Materialien 1974

Was hat die Polizei im Kopf?

… Die ersten Hausbesetzer waren am Freitagabend gegen 21.45 Uhr im Gasteig-Spital. Bis ca. 11 Uhr hatten sich ungefähr hundertsiebzig Leute im Speisesaal im ersten Stock zusammengefunden. Währenddessen werden auf der Strasse Flugblätter verteilt, auf denen für den morgigen (Samstagabend) ein Fest mit Musik und Essen für 2,— DM angekündigt ist. Jemand hat einen Plattenspieler mitgebracht, Bier ist auch da, eine Art Fest entwickelt sich. Die Tür zum Haus und das Eisentor zu Strasse werden jetzt verbarrikadiert. Man ist gerade dabei, Gruppen für die Küche und andere Arbeiten einzuteilen, als gegen 23.15 Uhr die Münchner Polizei, die Bereitschaftspolizei und der Bundesgrenzschutz (zur Räumung auffordern).
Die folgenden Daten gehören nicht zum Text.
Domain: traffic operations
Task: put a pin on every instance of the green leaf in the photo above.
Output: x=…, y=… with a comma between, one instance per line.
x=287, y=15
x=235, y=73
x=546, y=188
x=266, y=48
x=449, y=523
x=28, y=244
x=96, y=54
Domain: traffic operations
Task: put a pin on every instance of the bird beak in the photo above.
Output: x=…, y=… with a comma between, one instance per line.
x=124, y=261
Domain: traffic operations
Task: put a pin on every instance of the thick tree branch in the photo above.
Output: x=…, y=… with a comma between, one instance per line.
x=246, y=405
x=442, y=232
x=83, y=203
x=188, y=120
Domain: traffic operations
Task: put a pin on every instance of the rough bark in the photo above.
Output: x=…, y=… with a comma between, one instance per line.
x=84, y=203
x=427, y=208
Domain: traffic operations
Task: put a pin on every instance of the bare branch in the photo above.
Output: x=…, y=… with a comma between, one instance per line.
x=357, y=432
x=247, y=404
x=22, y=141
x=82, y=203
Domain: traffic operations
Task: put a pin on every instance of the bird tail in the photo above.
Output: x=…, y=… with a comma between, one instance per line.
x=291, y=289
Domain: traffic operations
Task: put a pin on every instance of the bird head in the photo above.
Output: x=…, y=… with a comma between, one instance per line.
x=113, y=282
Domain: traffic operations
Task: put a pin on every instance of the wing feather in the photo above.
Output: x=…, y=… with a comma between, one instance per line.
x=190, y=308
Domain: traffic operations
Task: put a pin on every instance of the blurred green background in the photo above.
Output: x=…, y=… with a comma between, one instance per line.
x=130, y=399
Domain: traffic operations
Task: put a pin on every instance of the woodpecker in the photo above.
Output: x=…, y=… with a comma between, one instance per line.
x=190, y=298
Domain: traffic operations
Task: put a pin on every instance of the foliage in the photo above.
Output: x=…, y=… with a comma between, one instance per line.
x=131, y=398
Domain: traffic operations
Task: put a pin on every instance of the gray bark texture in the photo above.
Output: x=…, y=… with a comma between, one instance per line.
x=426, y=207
Fünfzehn Minuten später stürmen mehrere hundert Polizisten das besetzte Gasteigspital. Die Bereitschaftspolizei (Kindergesichter mit Helmen und Visieren, durchsichtigen Schutzschildern) hat ein Absperrseil um den Gebäudekomplex gezogen, sie stehen Schulter an Schulter, um das Haus vor den ungefähr dreihundert Leuten „zu schützen“, die sich inzwischen eingefunden haben. Gesprächsversuche mit diesen Visiergesichtern: Was schützt ihr hier eigentlich vor wem? bleiben fruchtlos, sie grinsen höchstens furchtsam. Alle haben eine Pistole an der Hüfte. Alle sind Befehlsempfänger.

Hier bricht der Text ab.